New China GDP estimate downgrades 2022’s economic growth to 3 per cent as global recession concerns mount
- Zero-Covid policy, property sector downturn and external factors continue to cast a pall over China’s economy, the Peterson Institute for International Economics says
- Global economy is at risk of a ‘massive setback’, IMF chief warns as a fourth downgrade is expected next week
China’s economy may grow by just 3 per cent this year as global recession concerns mount, according to the latest estimates on global economic prospects by the Peterson Institute for International Economics (PIIE).
It marks a sharp downgraded from the think tank’s April forecast of 4.7 per cent, and it is the latest in a series of increasingly pessimistic economic forecasts for the growth of China’s gross domestic product (GDP) this year.
Last year, China’s economy grew by 8.1 per cent, but that was compared with the first year of the pandemic, when its GDP grew by just 2.2 per cent in 2020.
In once again revising down its forecast, PIIE pointed to China’s continued grappling with coronavirus shutdowns under its zero-Covid policy, its real estate slump and persistent disruptions caused by Russia’s invasion of Ukraine.
PIIE expects that India’s economy will grow by 6.9 per cent this year, and that the developed economies of the US and Japan will grow by 1.7 and 1.6 per cent, respectively.
For the entire global economy, PIIE lowered its growth forecast from 3.3 per cent to 2.9 per cent, and warned that the 2023 growth rate might further fall to 1.8 per cent.
“The risks of recession are rising,” Georgieva said on Thursday during a speech at Georgetown University.

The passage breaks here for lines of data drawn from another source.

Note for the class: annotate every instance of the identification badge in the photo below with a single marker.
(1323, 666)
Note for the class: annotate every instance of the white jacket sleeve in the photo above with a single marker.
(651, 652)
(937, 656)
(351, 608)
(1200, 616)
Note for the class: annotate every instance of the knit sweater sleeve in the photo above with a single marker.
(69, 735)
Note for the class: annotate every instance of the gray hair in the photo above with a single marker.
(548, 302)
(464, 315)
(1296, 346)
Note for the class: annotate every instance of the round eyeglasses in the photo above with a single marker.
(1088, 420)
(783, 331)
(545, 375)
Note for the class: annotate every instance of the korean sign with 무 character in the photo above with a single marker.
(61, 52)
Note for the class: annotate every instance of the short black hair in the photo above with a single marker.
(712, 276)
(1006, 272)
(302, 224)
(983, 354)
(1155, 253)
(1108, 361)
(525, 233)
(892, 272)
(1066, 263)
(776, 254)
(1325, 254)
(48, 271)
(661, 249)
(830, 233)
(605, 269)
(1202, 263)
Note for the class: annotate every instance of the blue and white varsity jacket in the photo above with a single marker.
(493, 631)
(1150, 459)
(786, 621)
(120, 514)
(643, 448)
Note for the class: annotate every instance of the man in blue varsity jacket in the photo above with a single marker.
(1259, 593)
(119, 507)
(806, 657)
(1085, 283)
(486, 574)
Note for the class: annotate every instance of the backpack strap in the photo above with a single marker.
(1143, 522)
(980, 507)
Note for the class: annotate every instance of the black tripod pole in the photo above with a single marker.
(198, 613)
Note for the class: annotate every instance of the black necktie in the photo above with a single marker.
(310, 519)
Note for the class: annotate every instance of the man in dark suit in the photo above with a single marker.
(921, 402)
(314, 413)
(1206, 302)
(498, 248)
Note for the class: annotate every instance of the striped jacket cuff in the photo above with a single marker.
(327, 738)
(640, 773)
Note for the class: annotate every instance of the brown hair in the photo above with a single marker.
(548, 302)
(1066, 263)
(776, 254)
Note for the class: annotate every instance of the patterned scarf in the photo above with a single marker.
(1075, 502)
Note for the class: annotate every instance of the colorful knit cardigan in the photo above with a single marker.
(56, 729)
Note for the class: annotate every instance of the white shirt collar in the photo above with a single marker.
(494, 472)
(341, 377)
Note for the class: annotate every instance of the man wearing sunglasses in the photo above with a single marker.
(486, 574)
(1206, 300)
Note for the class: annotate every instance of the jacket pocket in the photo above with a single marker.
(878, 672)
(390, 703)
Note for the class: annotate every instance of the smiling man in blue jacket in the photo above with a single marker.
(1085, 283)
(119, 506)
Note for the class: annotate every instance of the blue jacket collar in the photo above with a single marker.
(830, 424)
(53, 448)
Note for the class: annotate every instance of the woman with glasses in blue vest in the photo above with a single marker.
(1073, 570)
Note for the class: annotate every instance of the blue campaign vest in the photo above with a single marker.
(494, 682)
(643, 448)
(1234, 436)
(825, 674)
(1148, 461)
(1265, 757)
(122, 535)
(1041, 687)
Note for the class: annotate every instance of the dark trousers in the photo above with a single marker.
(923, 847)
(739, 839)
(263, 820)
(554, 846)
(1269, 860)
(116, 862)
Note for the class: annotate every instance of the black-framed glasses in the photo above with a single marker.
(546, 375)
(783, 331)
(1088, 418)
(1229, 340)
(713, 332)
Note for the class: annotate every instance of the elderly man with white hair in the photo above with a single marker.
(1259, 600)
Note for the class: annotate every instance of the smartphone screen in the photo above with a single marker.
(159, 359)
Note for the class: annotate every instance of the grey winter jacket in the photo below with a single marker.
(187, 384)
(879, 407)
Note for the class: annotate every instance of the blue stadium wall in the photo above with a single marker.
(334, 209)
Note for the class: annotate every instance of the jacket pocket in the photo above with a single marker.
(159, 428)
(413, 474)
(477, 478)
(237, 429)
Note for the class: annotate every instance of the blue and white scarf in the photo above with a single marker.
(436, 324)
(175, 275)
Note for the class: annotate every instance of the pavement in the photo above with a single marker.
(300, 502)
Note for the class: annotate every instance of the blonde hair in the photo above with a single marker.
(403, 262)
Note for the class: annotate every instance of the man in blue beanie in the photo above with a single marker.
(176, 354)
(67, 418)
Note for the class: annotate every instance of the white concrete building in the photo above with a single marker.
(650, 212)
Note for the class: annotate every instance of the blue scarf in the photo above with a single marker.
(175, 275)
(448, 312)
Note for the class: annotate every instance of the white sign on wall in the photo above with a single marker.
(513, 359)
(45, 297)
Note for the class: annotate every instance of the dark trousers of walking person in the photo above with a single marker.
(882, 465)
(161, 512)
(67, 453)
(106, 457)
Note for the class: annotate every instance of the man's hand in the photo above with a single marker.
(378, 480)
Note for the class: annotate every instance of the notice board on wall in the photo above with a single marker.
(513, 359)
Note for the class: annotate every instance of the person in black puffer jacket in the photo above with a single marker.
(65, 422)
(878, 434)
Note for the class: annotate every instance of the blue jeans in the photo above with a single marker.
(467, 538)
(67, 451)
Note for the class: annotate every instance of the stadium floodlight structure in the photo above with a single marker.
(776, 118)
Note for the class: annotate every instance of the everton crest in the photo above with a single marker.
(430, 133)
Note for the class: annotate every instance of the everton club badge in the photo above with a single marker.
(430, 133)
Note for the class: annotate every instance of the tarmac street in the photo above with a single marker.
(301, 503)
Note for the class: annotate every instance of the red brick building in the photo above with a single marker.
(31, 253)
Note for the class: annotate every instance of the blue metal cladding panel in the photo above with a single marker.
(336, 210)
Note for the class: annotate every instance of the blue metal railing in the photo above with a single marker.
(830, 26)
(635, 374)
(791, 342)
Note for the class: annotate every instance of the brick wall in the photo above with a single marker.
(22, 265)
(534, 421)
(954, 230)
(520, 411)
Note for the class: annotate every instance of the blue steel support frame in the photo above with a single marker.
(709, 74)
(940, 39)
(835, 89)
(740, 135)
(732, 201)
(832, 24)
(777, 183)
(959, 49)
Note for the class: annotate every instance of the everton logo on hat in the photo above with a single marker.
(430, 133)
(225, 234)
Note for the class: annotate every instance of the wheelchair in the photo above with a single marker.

She said that countries accounting for about a third of the global economy are expected to see at least two consecutive quarters of negative economic growth this year or next. And that more than a quarter of emerging economies, as well as 60 per cent of low-income countries, are facing a debt crisis.
Georgieva also said that the world could lose US$4 trillion worth of economic output between now and 2026. “This is the size of the German economy – a massive setback for the world economy,” she said.
In noting how all of the world’s largest economies are slowing down, she said: “China suffers from pandemic-related disruptions and a deepening downturn in its property market.”
China’s economy managed to grow by 4.8 per cent in the first three months of this year, putting it within reach of Beijing’s original growth target. But as coronavirus-induced disruptions mounted under a restrictive zero-Covid policy, economic growth tanked to just 0.4 per cent in the second quarter.
“By April, 60 per cent of China’s 100 largest cities had some form of mobility restriction or lockdown,” PIIE noted in its report, written by senior fellow and economist Mary Lovely.
Amid a “darkening global outlook” in a “period of historic fragility”, countries such as China must make responsible economic decisions, Georgieva said.
Lovely said that Beijing’s coronavirus-control measures, along with the property sector woes, have contributed to weakened domestic demand.
“The Chinese government must adjust its public health and regulatory policies if it wants to revive consumption and productive investment, and if it wants to begin to reach back toward that 5.5 per cent goal that [President] Xi Jinping set at the beginning of 2022,” Lovely said.